MOLTA STRADA DA PERCORRERE PRIMA DI DORMIRE
Aprile 30, 2008 di alerika
Carissimi tutti,
È da un po’ che mi torna in mente questa poesia di Robert Frost, Stopping by woods on a snowy evening.
Mi è rimasta nel cuore, come un bel ricordo, ed ho deciso che sarebbe stato bello condividerla con voi.
Molte volte nella vita ci fermiamo, perché vogliamo o perché siamo costretti. Poi però andiamo avanti, perché tutti abbiamo delle promesse da mantenere e molte miglia da percorrere prima di dormire.
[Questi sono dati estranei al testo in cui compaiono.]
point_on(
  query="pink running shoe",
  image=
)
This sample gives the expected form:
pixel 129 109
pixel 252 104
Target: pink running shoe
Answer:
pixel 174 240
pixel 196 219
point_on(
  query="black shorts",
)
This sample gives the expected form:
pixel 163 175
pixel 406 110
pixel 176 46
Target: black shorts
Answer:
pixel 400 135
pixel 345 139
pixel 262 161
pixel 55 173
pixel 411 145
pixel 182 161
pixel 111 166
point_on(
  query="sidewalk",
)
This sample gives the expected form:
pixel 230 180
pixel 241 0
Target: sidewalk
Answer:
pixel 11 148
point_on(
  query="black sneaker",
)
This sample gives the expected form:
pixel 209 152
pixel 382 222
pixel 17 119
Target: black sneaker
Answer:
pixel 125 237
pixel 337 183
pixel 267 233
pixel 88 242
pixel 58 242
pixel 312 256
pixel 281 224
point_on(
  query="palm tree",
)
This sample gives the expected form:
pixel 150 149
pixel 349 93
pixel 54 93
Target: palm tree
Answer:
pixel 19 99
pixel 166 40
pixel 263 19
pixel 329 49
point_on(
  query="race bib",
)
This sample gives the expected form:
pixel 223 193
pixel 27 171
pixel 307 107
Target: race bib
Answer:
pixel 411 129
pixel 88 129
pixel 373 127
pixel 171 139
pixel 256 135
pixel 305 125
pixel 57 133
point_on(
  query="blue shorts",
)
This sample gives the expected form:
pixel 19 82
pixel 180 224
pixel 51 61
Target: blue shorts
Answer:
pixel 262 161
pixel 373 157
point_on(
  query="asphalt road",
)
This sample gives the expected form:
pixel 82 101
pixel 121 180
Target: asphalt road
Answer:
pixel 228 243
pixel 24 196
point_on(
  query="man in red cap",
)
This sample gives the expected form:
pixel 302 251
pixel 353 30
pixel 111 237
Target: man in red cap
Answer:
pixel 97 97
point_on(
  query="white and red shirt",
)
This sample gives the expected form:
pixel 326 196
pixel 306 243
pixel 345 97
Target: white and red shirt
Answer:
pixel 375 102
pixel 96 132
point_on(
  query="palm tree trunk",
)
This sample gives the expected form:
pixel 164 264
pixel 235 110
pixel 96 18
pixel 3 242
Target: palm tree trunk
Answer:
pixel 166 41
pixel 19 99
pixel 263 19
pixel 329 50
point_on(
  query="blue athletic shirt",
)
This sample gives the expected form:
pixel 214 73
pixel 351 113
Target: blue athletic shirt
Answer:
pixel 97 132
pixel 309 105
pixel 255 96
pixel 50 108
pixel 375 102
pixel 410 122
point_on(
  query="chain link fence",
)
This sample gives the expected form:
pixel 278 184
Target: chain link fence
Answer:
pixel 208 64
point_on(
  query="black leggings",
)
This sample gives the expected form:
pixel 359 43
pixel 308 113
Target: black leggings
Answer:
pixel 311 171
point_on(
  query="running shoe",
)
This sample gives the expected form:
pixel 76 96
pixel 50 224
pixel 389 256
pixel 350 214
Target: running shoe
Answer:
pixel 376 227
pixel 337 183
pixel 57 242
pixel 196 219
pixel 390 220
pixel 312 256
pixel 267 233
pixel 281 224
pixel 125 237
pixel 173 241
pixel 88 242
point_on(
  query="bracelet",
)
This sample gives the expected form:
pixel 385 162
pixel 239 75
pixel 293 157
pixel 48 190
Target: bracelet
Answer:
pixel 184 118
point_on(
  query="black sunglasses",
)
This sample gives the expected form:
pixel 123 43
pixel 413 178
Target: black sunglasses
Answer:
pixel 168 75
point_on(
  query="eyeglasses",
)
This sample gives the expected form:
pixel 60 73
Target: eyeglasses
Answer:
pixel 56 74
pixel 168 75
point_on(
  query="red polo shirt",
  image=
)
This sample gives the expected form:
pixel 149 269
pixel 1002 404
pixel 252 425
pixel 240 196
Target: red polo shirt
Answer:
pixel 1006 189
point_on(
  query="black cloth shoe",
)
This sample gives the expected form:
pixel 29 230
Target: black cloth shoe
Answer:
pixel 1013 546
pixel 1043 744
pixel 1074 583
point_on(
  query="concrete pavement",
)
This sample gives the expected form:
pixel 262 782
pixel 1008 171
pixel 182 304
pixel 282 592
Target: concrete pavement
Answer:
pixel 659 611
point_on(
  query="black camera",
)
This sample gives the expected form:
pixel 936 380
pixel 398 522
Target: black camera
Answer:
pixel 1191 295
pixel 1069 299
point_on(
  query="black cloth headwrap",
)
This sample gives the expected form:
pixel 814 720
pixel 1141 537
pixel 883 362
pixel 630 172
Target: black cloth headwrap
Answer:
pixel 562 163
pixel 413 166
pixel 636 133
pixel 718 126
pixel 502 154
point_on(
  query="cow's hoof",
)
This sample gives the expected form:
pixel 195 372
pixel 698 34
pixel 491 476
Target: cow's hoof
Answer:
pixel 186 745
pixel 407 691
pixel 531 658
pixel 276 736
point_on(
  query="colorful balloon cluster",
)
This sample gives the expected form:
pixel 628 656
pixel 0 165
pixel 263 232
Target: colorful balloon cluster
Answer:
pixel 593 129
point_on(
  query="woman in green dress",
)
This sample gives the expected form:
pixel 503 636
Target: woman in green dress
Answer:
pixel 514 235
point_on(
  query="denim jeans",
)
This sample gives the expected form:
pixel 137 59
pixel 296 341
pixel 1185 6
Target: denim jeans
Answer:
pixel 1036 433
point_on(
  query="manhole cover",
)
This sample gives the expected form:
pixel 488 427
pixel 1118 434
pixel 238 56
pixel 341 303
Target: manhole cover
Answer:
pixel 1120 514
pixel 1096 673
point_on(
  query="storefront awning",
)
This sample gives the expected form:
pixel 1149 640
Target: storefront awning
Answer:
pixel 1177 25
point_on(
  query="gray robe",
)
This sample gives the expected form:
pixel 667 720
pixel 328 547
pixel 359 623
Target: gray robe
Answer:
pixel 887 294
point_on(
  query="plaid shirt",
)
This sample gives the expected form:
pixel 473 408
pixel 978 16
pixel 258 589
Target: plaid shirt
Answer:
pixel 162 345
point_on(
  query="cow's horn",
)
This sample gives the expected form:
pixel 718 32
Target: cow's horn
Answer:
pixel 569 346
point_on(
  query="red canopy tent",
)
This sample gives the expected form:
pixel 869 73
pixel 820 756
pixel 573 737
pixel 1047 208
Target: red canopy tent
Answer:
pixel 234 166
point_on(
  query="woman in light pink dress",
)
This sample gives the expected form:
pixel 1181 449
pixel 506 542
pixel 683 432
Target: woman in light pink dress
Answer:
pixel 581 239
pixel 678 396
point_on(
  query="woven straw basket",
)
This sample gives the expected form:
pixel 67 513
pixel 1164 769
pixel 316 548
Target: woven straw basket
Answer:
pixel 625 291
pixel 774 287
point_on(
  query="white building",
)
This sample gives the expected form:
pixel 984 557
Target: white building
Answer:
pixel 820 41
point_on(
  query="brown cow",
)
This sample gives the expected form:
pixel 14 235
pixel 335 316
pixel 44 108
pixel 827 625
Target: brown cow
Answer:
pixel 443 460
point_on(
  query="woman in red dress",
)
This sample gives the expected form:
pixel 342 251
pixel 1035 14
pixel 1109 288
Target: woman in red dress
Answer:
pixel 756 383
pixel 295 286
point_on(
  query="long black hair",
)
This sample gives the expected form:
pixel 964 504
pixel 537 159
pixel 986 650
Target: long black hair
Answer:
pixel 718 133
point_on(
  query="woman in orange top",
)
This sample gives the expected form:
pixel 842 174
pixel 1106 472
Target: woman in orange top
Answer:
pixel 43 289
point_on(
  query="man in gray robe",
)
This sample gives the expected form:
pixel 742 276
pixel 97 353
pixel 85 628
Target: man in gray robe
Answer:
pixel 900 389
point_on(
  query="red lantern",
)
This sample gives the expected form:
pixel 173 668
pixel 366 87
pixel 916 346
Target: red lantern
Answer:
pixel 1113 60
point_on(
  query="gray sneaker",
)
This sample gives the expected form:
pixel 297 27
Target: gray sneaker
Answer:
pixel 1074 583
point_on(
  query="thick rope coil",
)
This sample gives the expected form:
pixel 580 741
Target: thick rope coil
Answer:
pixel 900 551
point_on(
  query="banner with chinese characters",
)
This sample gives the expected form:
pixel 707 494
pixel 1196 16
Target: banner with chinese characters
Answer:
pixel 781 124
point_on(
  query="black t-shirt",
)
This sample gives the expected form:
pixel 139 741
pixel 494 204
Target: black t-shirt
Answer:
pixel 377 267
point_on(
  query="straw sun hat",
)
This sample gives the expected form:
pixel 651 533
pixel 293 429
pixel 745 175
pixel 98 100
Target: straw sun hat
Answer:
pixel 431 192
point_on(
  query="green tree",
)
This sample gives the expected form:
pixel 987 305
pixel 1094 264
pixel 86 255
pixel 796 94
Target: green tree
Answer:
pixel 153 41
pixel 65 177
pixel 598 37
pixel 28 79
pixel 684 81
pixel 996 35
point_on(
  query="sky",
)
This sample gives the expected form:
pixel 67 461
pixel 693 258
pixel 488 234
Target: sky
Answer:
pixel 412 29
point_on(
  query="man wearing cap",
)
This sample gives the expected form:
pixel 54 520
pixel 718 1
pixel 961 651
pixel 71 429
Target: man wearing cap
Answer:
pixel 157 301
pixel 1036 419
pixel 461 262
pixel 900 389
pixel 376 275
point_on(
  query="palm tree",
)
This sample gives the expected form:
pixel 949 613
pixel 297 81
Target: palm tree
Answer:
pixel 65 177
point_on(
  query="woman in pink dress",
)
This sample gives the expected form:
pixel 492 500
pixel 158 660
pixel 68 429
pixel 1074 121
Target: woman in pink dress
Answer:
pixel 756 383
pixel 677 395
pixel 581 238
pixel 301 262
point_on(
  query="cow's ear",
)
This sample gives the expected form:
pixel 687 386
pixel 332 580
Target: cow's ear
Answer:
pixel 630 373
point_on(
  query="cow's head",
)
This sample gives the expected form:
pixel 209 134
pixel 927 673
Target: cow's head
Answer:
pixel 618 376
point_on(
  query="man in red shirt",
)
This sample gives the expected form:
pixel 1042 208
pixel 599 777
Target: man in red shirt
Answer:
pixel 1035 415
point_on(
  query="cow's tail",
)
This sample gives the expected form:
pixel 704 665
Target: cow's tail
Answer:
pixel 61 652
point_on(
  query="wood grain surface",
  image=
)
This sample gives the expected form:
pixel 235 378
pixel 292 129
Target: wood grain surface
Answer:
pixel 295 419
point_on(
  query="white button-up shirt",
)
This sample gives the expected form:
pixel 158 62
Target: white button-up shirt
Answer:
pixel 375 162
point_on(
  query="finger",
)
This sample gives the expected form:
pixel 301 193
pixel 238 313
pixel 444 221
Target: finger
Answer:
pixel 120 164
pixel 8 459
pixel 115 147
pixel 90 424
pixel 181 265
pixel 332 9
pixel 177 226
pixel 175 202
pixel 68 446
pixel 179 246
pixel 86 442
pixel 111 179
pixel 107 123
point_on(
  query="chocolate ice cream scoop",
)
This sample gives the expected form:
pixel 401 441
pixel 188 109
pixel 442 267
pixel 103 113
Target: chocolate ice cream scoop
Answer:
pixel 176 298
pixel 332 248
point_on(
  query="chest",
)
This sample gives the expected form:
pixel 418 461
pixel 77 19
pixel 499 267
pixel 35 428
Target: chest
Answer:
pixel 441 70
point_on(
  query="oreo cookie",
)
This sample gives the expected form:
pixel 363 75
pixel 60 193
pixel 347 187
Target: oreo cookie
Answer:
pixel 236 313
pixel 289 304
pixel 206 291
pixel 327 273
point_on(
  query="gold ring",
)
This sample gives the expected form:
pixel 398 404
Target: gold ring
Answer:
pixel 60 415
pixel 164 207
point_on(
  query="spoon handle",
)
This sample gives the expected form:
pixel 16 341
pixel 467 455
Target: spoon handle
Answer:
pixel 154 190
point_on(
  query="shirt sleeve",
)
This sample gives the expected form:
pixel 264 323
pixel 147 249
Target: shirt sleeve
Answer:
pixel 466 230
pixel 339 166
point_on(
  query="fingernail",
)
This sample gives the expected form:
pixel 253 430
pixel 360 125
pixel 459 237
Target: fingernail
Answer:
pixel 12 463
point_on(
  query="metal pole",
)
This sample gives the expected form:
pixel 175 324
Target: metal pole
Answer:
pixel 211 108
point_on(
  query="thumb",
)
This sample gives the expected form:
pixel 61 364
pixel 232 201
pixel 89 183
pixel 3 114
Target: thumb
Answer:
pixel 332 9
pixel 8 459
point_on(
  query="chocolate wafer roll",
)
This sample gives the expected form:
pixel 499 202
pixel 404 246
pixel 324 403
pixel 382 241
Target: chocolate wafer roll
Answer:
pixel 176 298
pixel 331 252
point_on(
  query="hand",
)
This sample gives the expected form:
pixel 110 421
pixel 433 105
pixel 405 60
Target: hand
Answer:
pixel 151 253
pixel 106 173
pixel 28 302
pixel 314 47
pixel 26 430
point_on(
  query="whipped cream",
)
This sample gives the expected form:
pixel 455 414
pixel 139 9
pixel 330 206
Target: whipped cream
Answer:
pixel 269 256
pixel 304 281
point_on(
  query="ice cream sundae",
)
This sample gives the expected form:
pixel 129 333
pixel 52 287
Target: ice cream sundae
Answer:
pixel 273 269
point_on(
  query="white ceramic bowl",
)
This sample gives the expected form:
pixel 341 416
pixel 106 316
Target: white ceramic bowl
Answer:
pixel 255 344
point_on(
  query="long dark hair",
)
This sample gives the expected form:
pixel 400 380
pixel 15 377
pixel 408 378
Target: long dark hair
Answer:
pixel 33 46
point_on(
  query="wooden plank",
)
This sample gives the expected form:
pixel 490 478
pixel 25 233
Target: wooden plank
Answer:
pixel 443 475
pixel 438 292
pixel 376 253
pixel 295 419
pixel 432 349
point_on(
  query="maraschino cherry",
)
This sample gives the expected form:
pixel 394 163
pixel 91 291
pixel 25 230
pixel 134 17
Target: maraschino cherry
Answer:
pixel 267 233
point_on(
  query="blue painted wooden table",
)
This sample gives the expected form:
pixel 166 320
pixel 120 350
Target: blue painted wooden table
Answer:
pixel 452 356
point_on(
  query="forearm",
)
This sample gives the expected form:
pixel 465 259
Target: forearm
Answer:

E forse la bellezza di un momento sta proprio nel fatto che questo è breve, come potersi fermare lungo la strada ad ammirare il silenzio di un bosco coperto di neve, per poi ripartire, perché a casa ci aspetta qualcuno a cui abbiamo promesso che saremmo ritornati.
Stopping by woods
on a snowy evening
Whose woods these are I think I know.
His house is in the village though;
He will not see me stopping here
To watch his woods fill up with snow.
My little horse must think in queer
To stop without a farmhouse near
Between the woods and frozen lake
The darkest evening of the year.
He gives his harness bells a shake
To ask if there is some mistake.
The only other sound’s the sweep
Of easy wind and downy flake.
The woods are lovely, dark and deep,
But I have promises to keep,
And miles to go before I sleep,
And miles to go before I sleep.
Un abbraccio forte
Erika
PS: A grande richiesta ecco la traduzione.
Fermandosi accanto a un bosco
in una sera di neve
Di chi sia il bosco credo di sapere.
Ma la sua casa è in paese: cosi’
Egli non vede che mi fermo qui
A guardare il suo bosco riempirsi di neve.
Troverà strano il mio cavallino
Fermarsi senza una casa vicino
Tra il bosco e il lago gelato
La sera più buia dell’anno.
Dà una scrollata al suo sonaglio
Per domandare se c’è uno sbaglio:
Il solo altro suono è il fruscio
Del vento lieve, dei soffici fiocchi.
Bello è il bosco, buio e profondo,
Ma io ho promesse da non tradire,
Miglia da fare prima di dormire,
Miglia da fare prima di dormire.
traduzione di Giovanni Giudici, tratta da http://www.azulines.it/stories/paolac.html
Ciao Erika, sei attivissima sul blog in questi giorni
Che bello
Non conoscevo questa poesia… ho visualizzato la distesa innevata… la sosta… e il calore della promessa che si rinnova nel cuore… l’osservare la neve è il nostro essere nel mondo, la promessa è il nostro essere-in-relazione… uh… cosa ho scritto? 
Ciao Serena,

grazie mille! Devo dire che sono proprio ispirata in questi giorni. Ciò che dici è molto bello, sai per una filosofa come me il pensiero va al di là della mera connessione logica fra due elementi. La promessa da mantenere… è proprio come la vedo io: sono le nostre relazioni con gli altri ma anche con noi stessi. Perché la promessa più importante è quella che facciamo a noi stessi di vivere, vivere, vivere!
Erika
Non conosco bene l’inglese e non ho voglia di impararlo. Quindi ho capito davvero poco ma, leggendo il commento di Serena, dev’essere una gran bella poesia!
Aim sorri…gud ivining!
Un bacio!
Diego.
Via ho capito, mi toccherà inserire la traduzione. Maremma brugola!
Erika
ciao!!!sai che questa poesia è parte della mia tesina!!!stavo cercando qualche informazione…e devo dire che mi piace molto il tuo commento!!!ciao!!
Ciao Laura,
grazie mille. Hai la maturità quest’anno? O qualche esame all’università? Comunque sia, ti faccio un grosso “in bocca al lupo”!